He said nothing, but turned and gave the soaking mussels a perfunctory stir with a wooden spoon. He opened the refrigerator and took out the leeks, giving Maggie a sidelong glance at the same time. She was staring at the floor, miserable, tears rimming her eyes.

He was about to drop the leeks in the sink and put his arms around her to tell her it wasn’t important, none of it was important, when she looked up at him and said haughtily:
“Faire le pot au feu de poissons pour le soir de Noël est ridicule.” Making fish stew for Christmas is ridiculous.

Laurent burst out laughing and did take her into his arms. “I love you, Maggie,” he said.

“Speak French, you lout,” she said, but kissed his ear. “Go ahead, make yourself miserable. We have trouble enough communicating, but if that’s what you want....”

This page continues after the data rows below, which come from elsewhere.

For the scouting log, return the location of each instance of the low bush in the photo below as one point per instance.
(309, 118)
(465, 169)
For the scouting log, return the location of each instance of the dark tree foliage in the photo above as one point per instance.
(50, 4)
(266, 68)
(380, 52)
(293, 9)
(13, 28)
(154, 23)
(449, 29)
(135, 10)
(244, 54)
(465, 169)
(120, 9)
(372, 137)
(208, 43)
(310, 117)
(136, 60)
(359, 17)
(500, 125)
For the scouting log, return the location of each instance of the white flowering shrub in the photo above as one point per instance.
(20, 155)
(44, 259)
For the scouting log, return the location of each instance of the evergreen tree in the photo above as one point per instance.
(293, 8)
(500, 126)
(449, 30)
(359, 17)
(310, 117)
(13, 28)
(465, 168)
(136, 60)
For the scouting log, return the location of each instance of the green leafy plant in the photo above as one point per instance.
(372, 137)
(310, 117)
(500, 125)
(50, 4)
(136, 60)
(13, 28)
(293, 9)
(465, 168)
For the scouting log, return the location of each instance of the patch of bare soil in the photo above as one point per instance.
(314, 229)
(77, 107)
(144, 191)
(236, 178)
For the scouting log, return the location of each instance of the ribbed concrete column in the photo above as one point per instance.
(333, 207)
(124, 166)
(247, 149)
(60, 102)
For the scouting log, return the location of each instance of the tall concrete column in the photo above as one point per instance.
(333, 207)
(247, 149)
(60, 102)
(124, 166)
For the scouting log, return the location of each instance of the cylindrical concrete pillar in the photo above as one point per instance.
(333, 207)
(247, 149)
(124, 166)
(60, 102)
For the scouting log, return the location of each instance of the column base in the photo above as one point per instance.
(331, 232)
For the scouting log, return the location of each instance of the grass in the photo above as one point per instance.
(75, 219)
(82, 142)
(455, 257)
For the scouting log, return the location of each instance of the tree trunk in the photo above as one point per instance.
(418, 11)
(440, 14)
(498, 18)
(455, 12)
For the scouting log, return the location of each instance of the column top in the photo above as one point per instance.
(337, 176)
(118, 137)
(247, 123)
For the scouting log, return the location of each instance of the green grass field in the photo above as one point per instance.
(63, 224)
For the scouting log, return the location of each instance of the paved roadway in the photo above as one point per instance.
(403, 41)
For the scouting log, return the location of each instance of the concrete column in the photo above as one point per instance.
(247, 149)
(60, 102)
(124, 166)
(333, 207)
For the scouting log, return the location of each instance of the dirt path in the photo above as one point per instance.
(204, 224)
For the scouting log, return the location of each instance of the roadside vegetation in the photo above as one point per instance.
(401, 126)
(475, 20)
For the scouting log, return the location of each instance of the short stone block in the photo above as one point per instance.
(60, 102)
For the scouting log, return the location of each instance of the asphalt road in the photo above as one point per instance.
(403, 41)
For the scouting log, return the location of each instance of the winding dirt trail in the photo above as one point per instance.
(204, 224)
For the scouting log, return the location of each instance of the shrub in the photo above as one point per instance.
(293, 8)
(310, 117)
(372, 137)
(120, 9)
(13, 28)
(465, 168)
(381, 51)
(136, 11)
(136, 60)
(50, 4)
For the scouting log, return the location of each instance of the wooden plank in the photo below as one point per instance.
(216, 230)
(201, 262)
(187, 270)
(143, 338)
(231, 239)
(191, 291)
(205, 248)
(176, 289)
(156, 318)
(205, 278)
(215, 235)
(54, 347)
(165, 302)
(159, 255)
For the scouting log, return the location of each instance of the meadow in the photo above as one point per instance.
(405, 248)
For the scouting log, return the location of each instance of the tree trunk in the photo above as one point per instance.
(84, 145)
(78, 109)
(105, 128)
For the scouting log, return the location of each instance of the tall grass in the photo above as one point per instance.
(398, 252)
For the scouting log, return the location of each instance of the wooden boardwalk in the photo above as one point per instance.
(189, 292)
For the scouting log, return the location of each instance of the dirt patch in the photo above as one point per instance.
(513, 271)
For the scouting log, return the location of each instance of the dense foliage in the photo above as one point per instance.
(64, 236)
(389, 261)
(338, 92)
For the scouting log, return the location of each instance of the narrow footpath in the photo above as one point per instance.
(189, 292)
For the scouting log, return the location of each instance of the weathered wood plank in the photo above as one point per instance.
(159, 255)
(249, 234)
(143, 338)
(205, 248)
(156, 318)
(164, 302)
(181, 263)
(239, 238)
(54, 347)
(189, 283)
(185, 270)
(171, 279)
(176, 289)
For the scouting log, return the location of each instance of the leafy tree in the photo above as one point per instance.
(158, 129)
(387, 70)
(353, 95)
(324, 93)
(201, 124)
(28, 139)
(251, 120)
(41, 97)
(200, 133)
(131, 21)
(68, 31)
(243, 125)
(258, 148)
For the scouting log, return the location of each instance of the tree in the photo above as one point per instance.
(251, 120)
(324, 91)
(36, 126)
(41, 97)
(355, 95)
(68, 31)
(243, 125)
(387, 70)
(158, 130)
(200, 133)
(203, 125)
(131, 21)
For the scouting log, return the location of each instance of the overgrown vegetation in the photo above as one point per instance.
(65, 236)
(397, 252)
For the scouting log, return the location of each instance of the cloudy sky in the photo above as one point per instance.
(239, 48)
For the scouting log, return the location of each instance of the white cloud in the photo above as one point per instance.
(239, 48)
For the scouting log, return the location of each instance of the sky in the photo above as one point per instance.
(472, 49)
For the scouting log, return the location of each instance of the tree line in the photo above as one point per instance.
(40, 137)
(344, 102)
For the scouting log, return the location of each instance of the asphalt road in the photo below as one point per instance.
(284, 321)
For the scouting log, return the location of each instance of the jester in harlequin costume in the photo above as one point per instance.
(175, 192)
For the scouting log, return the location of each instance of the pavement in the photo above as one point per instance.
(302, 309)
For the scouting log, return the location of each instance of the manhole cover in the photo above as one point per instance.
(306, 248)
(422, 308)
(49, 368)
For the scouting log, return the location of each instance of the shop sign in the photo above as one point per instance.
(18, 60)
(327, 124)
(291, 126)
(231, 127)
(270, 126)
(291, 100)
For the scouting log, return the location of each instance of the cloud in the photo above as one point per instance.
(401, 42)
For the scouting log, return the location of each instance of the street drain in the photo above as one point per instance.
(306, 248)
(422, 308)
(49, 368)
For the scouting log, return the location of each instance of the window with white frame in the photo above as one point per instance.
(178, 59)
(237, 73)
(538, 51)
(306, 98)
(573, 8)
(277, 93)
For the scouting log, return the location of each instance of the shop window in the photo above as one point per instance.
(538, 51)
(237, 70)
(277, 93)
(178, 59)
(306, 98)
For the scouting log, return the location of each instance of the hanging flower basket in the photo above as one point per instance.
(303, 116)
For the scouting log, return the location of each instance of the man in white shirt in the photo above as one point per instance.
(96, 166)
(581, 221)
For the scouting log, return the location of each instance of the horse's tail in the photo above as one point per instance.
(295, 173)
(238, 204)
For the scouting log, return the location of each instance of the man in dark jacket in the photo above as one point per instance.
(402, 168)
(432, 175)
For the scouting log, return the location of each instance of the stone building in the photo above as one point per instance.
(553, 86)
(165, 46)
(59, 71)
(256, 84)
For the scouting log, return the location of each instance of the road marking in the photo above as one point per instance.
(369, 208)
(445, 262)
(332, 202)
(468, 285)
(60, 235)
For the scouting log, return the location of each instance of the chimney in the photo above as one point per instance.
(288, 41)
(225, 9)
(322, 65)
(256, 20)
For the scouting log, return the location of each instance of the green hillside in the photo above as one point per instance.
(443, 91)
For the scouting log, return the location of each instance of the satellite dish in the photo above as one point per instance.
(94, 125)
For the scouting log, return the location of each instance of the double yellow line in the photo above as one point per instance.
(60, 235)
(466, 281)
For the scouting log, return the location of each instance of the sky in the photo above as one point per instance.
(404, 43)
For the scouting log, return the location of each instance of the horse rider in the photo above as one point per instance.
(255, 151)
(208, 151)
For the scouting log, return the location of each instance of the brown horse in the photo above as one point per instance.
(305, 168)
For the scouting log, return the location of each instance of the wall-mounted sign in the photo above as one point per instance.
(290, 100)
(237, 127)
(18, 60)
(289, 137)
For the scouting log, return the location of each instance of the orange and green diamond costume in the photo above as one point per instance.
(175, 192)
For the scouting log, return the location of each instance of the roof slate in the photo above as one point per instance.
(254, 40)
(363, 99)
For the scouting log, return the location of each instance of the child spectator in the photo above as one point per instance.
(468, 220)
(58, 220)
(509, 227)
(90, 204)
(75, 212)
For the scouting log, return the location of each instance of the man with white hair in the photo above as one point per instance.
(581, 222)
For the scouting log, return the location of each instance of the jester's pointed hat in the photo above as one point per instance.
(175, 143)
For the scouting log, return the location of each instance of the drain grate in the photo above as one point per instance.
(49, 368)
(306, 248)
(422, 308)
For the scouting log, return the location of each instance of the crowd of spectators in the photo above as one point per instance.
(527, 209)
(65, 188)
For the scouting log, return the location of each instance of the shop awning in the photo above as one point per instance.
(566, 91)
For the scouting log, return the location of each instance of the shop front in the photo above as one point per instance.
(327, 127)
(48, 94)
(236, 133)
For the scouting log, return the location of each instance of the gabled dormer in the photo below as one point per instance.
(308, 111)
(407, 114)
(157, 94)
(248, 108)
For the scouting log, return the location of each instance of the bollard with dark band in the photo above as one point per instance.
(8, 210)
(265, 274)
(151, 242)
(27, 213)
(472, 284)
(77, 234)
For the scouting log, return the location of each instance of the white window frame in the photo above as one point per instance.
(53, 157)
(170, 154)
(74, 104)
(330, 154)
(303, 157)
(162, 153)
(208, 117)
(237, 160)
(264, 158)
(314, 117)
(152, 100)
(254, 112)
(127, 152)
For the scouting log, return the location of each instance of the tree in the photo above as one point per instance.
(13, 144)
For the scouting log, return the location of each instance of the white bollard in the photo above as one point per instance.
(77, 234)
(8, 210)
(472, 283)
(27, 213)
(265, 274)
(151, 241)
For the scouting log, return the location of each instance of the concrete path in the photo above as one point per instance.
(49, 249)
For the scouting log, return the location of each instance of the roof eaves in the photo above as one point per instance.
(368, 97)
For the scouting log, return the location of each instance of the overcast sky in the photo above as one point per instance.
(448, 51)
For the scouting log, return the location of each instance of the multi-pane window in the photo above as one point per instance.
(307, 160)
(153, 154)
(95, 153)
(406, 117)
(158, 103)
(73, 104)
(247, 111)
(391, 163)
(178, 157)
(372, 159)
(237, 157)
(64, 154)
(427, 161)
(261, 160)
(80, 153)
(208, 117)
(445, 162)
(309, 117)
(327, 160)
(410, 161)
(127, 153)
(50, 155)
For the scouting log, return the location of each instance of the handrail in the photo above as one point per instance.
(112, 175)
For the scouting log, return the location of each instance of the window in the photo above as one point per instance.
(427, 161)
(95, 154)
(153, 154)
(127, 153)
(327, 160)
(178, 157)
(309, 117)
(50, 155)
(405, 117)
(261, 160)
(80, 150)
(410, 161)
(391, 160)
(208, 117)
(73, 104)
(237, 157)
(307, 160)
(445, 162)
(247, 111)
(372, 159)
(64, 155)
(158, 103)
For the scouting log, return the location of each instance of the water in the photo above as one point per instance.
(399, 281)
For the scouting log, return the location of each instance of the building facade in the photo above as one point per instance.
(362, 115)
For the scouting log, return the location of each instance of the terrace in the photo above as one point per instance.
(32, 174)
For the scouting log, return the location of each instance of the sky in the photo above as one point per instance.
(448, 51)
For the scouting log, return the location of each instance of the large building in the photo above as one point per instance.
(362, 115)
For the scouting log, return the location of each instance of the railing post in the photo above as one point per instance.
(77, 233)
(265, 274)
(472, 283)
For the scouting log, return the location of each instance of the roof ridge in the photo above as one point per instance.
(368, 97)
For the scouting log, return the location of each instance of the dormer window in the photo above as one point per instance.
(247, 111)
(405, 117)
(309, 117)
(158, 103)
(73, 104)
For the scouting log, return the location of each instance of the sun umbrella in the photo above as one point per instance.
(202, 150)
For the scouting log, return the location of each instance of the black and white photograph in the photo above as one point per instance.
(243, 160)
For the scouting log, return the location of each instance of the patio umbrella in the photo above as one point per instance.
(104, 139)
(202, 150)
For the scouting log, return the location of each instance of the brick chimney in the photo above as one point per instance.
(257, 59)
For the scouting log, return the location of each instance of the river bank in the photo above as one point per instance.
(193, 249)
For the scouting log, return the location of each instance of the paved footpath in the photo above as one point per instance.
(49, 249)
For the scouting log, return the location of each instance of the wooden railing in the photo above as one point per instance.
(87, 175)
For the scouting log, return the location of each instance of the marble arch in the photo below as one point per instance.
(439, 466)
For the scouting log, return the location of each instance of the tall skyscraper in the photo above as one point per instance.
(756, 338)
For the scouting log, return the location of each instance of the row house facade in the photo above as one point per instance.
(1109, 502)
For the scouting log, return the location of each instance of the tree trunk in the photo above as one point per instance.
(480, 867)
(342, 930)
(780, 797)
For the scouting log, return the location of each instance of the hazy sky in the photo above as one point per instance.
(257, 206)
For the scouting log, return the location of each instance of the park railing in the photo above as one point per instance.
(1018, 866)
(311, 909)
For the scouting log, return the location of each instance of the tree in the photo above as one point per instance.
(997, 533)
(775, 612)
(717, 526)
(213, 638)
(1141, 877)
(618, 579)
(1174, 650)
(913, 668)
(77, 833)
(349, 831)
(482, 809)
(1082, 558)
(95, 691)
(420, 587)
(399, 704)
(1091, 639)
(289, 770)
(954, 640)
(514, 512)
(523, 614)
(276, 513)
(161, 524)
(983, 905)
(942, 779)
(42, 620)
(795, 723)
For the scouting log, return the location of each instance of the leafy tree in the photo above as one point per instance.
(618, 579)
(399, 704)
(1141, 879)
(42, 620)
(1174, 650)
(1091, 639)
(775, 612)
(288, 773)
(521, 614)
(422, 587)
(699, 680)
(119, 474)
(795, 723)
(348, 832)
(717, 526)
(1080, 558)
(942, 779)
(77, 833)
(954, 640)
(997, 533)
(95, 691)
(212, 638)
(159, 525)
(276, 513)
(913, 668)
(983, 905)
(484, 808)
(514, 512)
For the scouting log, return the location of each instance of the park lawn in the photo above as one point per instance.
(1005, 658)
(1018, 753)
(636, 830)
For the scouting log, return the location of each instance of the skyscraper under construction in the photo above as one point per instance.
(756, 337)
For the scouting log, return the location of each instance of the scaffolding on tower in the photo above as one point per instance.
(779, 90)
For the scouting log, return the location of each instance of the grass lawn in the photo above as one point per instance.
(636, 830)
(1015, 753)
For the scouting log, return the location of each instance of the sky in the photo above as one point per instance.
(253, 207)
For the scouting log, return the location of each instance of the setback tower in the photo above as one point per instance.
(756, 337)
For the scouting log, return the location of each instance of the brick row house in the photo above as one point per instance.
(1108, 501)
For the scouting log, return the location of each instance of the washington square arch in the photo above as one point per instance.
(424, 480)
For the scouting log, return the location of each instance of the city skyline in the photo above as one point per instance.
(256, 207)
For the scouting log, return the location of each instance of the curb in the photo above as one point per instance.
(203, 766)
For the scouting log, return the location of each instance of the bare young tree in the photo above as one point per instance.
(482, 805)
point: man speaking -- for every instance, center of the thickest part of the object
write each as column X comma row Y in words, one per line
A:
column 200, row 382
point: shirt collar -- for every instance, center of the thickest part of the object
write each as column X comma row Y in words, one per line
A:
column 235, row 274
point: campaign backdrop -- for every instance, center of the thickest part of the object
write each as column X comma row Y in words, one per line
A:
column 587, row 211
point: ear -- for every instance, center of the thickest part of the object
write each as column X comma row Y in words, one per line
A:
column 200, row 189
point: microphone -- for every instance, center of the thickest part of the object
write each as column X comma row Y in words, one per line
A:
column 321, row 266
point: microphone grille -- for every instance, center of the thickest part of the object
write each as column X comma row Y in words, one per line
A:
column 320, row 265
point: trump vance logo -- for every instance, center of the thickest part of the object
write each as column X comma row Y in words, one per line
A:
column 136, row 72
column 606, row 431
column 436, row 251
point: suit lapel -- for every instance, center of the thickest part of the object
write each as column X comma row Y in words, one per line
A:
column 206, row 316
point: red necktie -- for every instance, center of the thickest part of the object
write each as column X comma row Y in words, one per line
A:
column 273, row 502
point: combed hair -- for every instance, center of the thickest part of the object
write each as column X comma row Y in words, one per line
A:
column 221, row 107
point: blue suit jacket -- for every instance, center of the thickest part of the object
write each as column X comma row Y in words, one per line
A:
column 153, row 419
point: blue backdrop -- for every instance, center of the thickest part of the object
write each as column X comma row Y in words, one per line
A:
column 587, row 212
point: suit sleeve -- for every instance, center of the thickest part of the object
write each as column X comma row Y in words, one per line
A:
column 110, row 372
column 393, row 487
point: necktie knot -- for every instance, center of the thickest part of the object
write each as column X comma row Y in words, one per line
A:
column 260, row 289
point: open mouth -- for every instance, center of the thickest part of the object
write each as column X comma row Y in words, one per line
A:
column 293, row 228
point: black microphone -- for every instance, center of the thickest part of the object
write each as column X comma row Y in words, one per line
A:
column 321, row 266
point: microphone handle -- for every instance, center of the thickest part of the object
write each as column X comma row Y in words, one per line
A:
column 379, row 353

“Perhaps we could take it slowly,
hein?”
  He smiled at her. “A little each day,
oui?”
 

She laid her head against his chest. “I’m sorry, Laurent,” she said. “
Je m’excuse
. I know I haven’t been trying to learn. I know I’ve resisted getting into the swing of things.”

“Je ne m’en porte pas plus mal,”
he said, kissing the top of her head.
It hasn’t bothered me too much.

“It’s so hard to hear the person you love and not be able to understand him,” she said.

“How do you think men have felt about women for years, eh?”


Très amusant
,” she said, looking up at him. “I’m calm now. Can you tell me what all of that was about with Jean-Luc?”

He ran his hand down the length of her long, dark hair. He loved her hair, loved how it lay in satiny sheets of jet black like an Oriental doll’s hair, how it swung when she moved. He gently pulled her hair back from her face and touched her chin with his thumb.

“Maggie, I want to stay. You must know that.” He watched her eyes fill with fear and resignation. “But,” he continued. “I will not stay if it is not what you want. What I told Jean-Luc is the truth, I will not sell to him or Eduard or anyone else. Domaine St-Buvard is mine now and if I never work another week of its fields, myself, it will be mine to give to my son someday.
Comprends-tu?”

“I understand,” she said, softly.

“I will sublease it to a farmer to work it, to care for it. But I will not sell it.”

“Why is it so important to you?” she asked.

Laurent held her tightly as he looked past her shoulder through the French doors and out to his fields, where row after row of vines were lovingly wired and taped, trimmed and pruned.

“What have I done with my life?” he asked, his voice almost a whisper. “Where have I been and what have I done? Domaine St-Buvard is my castle, my place of rest and my triumph.”

“You mean it’s home.”

“Yes, home,” he said, looking into her sea-blue eyes for a positive response, a mutual understanding. He pointed toward the fields. “I own this, Maggie. This land is mine. Perhaps only another Frenchman would understand how... necessary that feels.”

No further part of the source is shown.